I recently read four non-fiction books chronicling the stories of three women. The life circumstances of these women couldn’t have been more different, but their reflections point to the universals of human experience. I’m fascinated by the shared aspects of their lives, the ways they differ, and the power of story to reveal truth.
Two of the books are the memoirs of Iranian writer Azar Nafisi, Reading Lolita in Tehran: A Memoir in Books (2003) and Things I’ve Been Silent About: Memories of a Prodigal Daughter (2008). The third book is Hilary Spurling’s biography, Pearl Buck in China: Journey to the Good Earth (2010). And the fourth book is by theologian Roberta C. Bondi, Memories of God: Theological Reflections on a Life (1995).
All three stories reveal the power of place (cultural and historical context) to form lives. Pearl Buck grew up as a missionary kid in China and spent a good deal of her adult life there as well. And while she herself felt more Chinese than American, being a “foreign devil” during the Boxer Rebellion and the violent conflict between Chiang Kaishek’s nationalism and Mao Zedong’s communist revolution marked her life. Azar Nafisi was raised in the Muslim context of the Shah’s Iran and lived through the radical changes, especially for women, brought by the Islamic Revolution under the Ayatollah Khomeini. Roberta Bondi spent much of her childhood in the shadow of the Christian fundamentalism of rural Kentucky and later, as a young scholar, under the contrasting influence of a rational male-oriented seminary education. All these contexts, in different ways, devalued women, setting up similar struggles for all three.
All three women found solace and hope through the power of literature and language. As a girl, Pearl Buck learned Chinese and soaked up the legends and mythology of her people. As an adult her stories of the Chinese people earned her both a Pulitzer Prize and a Nobel award. Azar Nafisi’s book, Reading Lolita in Tehran, chronicles her clandestine reading group and how reflecting on the works of Nabokov, Fitzgerald, Henry James, and Jane Austen (all forbidden Western authors) helped her and her students find their way through the difficult days of the revolution. Roberta Bondi also writes of the books that helped bring balance and hope to her early years, but it was language itself, in particular the Hebrew language, that gave her a sudden epiphany, “a sense of cosmic goodness and joy in all created things I had never encountered before.”

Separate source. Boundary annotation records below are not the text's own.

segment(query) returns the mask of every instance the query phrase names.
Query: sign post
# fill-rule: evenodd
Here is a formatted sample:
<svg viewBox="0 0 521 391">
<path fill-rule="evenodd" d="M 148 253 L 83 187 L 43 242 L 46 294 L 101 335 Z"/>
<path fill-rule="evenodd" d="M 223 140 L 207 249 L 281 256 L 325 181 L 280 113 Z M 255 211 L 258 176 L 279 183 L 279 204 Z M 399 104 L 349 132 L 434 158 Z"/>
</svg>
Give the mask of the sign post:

All three women experienced the power of family to harm, as well as to heal, and a good deal of their personal development had to do with coming to terms with the damage. Buck and Bondi faced the trauma of harsh fathers, while Nafisi wrestled all her life in a difficult relationship with her tyrannical, emotionally unbalanced mother. In some senses, all these relationships with parents were abusive and all the women suffered the trauma of abandonment. In addition, all three entered into unfortunate first marriages and resulting divorces.
And all three women eventually find healing through understanding and forgiving their offending parent, all forming new relationships before the death of the parent.
Azar Nafisi does not write about any kind of relationship to God or the Muslim faith. Both Buck and Bondi were raised in Christian homes. Pearl Buck eventually rejected the Christianity of her parents and did not find a replacement. In contrast, Bondi outgrew the rigid fundamentalism that formed the backdrop of her childhood and slowly moved into a rich and deep Christian spirituality with a God of grace.
Pearl Buck died in 1972. Azar Nafisi lives in the United States, teaches college literature and directs the Dialogue Project at the Foreign Policy Institute of Johns Hopkins University. Roberta Bondi is Professor of Church History at Candler School of Theology, Emory University, in Atlanta, Georgia.
Of the three, the story that impacted me the most was Roberta Bondi’s, but that’s a topic for another blog.